Finally a price assessment on mother’s work. But is it inflated?
If being a mother were a full-time job, what would it pay? According to Salary.com, quite a lot; it values mothers’ would-be salary at $134,121 per annum.
But according to Carl Bialik’s article from The Wall Street Journal, “Putting a Price Tag on Working Moms,” Salary.com has come under fire from those who argue that it used questionable tactics to arrive at the figure.
The Waltham, Mass. company conducted a focus group of mothers to detail daily tasks. The company whittled the list down from 25 to 19. Salary.com e-mailed 30,000 visitors to its website and asked them to detail how many hours they spent carrying out each mothering function each day. It should be noted that the website listed the job functions without definitions. Based on 400 respondents –mothers with children 18 years old and younger — it further narrowed down the mother task list to the 10 most popular: housekeeper, day-care center teacher, cook, computer operator, laundry machine operator, janitor, facilities manager, van driver, CEO, and psychologist. The number of hours for each task was multiplied by the salary for each job to arrive at the total salary.
The study revealed that stay-at-home moms worked a grueling 91.6 hours a week. After 40 hours the remaining time was clocked as overtime and time-and-a-half pay was added. Stay-at-home moms decided that 34% of their role amounted to CEO work, while working moms worked out that 50% of their time was spent as a household CEO.

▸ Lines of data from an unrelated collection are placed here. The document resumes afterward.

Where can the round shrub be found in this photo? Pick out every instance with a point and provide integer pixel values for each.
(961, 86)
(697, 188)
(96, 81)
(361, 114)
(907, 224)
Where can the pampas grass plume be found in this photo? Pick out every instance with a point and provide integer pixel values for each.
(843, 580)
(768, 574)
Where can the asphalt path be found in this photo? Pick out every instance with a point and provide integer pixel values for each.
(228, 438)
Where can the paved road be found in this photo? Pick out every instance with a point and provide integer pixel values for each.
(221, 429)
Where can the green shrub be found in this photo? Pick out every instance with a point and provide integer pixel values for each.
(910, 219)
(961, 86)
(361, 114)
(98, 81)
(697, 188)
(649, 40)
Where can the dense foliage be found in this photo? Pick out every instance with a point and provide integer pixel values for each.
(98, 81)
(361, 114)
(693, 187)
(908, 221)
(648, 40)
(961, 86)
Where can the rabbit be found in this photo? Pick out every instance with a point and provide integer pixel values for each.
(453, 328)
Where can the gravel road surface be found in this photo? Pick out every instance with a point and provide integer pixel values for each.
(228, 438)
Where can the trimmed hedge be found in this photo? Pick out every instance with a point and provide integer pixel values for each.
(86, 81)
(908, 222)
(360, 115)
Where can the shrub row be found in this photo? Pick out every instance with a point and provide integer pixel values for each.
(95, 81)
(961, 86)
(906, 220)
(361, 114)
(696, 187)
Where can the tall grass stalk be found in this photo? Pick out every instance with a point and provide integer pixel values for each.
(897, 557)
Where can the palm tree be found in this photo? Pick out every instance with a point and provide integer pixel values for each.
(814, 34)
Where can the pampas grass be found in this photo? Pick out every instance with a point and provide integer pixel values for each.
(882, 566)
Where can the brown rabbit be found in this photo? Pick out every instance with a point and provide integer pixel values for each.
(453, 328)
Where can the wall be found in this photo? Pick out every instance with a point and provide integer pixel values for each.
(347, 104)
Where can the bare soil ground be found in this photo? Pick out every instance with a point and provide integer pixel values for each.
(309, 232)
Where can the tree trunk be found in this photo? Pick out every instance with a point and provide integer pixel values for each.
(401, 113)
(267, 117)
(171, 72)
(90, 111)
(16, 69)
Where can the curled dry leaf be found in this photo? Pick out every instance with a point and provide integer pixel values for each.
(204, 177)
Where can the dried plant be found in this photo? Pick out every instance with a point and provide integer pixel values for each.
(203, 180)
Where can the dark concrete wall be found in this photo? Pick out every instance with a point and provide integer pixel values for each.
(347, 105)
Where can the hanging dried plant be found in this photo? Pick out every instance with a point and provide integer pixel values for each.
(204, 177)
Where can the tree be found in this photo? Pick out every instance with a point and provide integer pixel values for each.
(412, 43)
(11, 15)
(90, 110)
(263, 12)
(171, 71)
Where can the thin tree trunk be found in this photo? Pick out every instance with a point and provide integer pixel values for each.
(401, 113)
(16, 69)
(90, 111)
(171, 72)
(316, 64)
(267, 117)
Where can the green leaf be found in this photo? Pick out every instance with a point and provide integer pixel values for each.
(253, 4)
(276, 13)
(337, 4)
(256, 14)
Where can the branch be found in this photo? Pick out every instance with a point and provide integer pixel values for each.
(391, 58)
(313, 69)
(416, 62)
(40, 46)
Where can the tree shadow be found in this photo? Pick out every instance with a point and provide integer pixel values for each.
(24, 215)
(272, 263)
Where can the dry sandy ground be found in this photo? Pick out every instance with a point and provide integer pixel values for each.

One dilemma was that the CEO time was impossible to quantify. Claudia Goldin, a Harvard economics professor, bristled that no one would pay a CEO anything if they headed a company that neither produced anything nor could quantify what they did on a daily basis.
Other shortcomings cited with the report include the fact that mothers aren’t usually professionally trained to be cooks or computer technicians so their work would be overvalued in the survey.
Bill Coleman, Salary.com senior vice president of compensation, rejected the criticism and pointed out that the business pages of the press were full of stories of CEOs who are unproductive and yet are paid millions. If anything, Coleman added, the survey undervalued a mother’s work because it didn’t include time spent by mothers outsourcing work.
When you guestimate the value of a job, make sure your calculations are logical and you’ll build a stronger business.